All shapes on a plane can be approximated by polygons. Hence, given sufficient perceptrons, any shape on a plane can be depicted to an arbitrary level of accuracy.
Summary
In this chapter, we outlined how a large variety of real-world problems can be modeled as function evaluation:
-
Any intelligent task can be modeled by a function. Of particular interest are classification tasks where, given an input, we estimate from a predetermined list of possible classes the class to which the input belongs. For instance, a binary classifier can group input images into two classes: those that contain a human face and those that do not. Classification tasks can be approximated by functions with categorical outputs.
-
Neural networks provide a structured way to approximate arbitrary functions (including classifier functions). This is how they mimic intelligence.
-
Neural networks are created by combining a basic building block called a perceptron. A perceptron is a simple function that returns a step function applied to the weighted sum of its inputs (plus a bias). A perceptron is effectively a linear classifier that divides space into two half-spaces with a hyperplane. The weights and bias of the perceptron correspond to the orientation and position of the hyperplane—they can be adjusted to separate the regions corresponding to individual classes as much as possible.
-
A single perceptron can approximate only relatively simple functions, such as a classifier whose feature points are separable by a hyperplane. Perceptrons cannot approximate more complex functions, like classifiers whose input regions are to be separated with curved surfaces. Multilayer perceptrons (MLPs) are combinations of perceptrons where the outputs of one set (layer) of perceptrons are fed as input to the next set (layer). A neural network is essentially an MLP and can approximate such arbitrarily complex functions.
-
Simple logical functions like AND, OR, and NOT can be emulated with a single perceptron. A logical XOR cannot be. For XORs and other complicated logical functions, we need MLPs. There is a mechanical way to construct an MLP for any logical function.

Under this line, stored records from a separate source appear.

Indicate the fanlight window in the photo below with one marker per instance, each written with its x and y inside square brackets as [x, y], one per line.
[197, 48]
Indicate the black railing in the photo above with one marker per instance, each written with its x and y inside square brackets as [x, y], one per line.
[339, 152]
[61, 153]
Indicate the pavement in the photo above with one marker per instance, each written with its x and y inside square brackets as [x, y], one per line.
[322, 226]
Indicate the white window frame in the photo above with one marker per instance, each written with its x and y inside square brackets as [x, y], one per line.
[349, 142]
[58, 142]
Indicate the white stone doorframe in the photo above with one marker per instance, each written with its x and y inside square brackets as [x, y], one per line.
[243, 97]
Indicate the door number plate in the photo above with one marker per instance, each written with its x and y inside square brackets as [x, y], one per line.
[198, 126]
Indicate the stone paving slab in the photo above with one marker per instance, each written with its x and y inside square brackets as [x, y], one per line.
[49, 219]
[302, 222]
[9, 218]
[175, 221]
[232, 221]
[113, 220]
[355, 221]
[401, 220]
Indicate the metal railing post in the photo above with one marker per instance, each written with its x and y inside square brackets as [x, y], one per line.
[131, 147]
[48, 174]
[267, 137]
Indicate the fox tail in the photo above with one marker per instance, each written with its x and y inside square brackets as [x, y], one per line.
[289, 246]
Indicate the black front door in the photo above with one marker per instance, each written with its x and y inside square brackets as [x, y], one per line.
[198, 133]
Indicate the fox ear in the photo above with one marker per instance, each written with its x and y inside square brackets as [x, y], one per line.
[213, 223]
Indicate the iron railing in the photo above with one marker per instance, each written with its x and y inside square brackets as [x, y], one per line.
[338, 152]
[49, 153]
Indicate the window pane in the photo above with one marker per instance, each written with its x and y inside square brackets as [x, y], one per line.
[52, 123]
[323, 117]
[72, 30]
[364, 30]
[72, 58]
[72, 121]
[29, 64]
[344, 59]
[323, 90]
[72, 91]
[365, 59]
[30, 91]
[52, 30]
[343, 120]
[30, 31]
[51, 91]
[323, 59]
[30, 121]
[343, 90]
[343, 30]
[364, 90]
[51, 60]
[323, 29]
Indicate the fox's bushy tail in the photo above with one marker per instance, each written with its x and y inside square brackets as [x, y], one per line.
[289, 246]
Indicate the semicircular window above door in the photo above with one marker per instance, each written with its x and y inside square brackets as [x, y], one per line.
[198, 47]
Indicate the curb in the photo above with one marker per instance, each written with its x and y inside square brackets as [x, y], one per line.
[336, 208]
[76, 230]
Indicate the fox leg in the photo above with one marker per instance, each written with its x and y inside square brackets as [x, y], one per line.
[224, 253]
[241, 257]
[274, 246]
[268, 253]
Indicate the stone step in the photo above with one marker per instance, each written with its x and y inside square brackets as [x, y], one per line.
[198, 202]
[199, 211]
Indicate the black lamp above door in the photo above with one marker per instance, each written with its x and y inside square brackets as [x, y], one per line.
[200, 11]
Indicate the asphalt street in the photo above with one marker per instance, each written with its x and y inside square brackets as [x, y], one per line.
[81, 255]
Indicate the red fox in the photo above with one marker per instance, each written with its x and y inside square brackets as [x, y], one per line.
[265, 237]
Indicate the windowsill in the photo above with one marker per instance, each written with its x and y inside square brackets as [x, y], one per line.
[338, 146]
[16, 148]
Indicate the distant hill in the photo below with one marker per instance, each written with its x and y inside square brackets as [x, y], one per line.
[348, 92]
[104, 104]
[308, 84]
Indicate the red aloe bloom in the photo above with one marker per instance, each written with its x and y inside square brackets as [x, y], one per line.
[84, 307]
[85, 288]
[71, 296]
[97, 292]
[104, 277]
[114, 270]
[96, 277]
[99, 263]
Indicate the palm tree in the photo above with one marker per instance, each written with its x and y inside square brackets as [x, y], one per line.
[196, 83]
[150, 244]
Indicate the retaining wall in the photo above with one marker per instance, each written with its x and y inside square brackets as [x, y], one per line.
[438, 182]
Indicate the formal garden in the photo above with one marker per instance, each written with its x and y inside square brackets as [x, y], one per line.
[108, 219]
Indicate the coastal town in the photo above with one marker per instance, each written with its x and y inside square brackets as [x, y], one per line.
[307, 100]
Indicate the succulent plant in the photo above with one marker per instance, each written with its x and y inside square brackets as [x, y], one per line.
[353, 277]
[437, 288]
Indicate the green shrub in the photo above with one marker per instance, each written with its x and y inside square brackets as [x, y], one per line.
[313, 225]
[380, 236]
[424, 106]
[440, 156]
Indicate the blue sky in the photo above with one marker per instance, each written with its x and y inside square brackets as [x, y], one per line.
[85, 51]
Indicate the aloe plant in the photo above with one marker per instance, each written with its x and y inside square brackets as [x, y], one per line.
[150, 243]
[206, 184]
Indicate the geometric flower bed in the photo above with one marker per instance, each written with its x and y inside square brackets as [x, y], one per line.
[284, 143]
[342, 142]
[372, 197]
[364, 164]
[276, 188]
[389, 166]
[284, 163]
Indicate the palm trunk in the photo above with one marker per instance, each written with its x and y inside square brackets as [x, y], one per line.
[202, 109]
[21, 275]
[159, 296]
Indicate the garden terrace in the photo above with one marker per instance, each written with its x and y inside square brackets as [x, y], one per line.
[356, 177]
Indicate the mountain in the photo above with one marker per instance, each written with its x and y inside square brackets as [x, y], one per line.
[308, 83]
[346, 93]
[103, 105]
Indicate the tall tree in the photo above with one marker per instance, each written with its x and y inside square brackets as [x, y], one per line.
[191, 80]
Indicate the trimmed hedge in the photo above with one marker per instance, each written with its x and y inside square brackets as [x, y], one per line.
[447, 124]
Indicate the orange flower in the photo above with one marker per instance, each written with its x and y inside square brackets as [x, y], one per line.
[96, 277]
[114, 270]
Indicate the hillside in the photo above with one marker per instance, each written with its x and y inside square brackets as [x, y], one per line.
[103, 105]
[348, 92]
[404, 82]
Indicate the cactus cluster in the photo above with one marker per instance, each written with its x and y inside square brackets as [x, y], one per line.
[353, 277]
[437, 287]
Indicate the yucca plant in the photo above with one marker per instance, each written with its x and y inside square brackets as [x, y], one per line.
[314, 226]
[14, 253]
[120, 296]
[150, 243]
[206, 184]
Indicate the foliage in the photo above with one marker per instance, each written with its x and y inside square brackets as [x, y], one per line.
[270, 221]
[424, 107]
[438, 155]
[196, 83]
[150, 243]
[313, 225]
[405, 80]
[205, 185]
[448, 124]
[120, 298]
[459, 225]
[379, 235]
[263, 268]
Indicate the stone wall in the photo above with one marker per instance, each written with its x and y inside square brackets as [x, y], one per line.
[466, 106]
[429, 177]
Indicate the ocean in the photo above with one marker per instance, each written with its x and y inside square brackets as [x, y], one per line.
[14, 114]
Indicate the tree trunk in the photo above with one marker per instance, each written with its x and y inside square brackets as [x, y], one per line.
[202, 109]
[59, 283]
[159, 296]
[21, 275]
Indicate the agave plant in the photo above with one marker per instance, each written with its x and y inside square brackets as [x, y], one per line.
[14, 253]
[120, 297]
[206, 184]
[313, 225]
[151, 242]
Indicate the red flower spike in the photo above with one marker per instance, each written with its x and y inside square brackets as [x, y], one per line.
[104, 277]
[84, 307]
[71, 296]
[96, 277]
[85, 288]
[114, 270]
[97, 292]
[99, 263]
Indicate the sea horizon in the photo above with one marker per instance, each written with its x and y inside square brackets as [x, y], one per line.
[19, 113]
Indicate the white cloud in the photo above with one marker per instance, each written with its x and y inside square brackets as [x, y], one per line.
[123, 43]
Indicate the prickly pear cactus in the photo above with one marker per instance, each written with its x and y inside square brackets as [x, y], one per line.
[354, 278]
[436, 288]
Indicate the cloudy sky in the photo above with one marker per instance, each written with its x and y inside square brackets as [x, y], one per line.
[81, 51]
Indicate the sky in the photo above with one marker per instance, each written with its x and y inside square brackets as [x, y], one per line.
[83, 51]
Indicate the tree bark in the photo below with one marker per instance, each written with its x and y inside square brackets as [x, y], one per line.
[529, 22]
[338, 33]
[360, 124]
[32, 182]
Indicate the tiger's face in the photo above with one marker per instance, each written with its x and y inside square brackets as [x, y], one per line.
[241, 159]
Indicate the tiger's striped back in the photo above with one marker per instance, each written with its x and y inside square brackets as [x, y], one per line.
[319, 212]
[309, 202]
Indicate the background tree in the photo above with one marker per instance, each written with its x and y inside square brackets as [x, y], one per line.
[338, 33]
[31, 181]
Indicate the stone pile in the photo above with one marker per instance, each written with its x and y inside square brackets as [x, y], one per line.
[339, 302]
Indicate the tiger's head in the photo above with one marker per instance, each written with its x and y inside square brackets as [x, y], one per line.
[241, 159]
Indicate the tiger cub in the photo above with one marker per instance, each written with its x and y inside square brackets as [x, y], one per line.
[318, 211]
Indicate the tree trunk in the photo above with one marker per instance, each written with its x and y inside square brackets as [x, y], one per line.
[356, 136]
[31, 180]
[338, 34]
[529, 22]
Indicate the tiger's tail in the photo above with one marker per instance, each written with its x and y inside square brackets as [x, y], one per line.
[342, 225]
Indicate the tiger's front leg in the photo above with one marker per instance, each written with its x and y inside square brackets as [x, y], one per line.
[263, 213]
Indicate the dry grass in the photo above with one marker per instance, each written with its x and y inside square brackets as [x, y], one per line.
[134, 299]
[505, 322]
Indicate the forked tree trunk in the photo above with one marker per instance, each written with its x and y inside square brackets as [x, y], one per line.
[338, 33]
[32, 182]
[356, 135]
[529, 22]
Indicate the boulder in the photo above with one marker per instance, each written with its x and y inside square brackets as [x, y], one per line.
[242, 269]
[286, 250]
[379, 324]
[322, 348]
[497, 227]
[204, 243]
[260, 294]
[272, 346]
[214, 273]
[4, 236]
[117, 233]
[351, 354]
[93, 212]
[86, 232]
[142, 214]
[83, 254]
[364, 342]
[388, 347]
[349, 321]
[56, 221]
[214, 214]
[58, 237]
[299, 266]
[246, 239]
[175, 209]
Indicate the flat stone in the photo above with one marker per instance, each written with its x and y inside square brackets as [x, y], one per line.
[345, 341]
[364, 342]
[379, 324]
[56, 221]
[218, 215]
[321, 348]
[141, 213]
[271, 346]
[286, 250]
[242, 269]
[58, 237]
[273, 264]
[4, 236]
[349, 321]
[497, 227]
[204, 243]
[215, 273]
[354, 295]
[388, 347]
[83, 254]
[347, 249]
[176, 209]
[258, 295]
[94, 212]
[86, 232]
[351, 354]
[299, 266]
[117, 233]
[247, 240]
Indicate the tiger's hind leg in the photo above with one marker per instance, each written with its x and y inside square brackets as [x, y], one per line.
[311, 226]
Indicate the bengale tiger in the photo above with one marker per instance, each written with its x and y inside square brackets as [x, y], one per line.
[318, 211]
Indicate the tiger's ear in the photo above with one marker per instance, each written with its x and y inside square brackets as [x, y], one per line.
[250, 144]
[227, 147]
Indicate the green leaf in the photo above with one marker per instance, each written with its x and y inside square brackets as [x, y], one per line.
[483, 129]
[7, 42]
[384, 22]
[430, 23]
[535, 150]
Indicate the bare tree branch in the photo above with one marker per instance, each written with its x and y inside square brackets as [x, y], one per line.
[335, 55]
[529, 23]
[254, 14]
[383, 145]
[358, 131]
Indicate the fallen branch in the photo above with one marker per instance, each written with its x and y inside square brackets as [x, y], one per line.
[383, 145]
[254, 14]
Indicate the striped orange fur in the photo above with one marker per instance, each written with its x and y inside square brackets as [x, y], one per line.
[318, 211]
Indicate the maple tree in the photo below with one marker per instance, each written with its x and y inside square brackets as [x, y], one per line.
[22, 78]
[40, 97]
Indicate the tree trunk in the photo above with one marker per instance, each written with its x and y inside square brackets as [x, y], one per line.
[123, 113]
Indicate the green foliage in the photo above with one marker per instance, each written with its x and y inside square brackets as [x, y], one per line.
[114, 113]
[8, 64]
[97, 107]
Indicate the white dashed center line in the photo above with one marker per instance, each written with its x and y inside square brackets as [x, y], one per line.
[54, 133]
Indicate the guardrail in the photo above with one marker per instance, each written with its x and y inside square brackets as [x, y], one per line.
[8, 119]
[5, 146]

A logical function can always be represented by a truth table. Each row of the truth table can be viewed as a logical AND function of the inputs, and the final output is a logical OR of the inputs. Since ANDs and ORs can be emulated with perceptrons, any truth table can be emulated as a combination of perceptrons (an MLP).
-
The ability of an MLP to represent arbitrary functions is known as its expressive power. The larger the number of perceptrons and/or connections, the greater the expressive power of a neural network.
-
Cybenko’s theorem proves that a neural network is a universal approximator (meaning it can approximate any function). The basic idea is that any function can be approximated to an arbitrary degree of accuracy as a sum of rectangles (towers). The theorem demonstrates that a tower can be constructed in any dimensional space using MLPs.
-
Neural networks can approximate any shape on a plane to arbitrary accuracy. This is because all shapes can be approximated by rectangles, and we can demonstrably approximate a rectangle on a plane with MLPs.
-
In real-life problems, the regions corresponding to classes are unknown, but we manually label sample input points with desired outputs (ground truth) to create supervised training data. We tune the weights and biases to approximate the training data as closely as possible. This process of tuning is known as training. If the training data set is not a good representative of the real dataset, the neural network will be inaccurate even after training.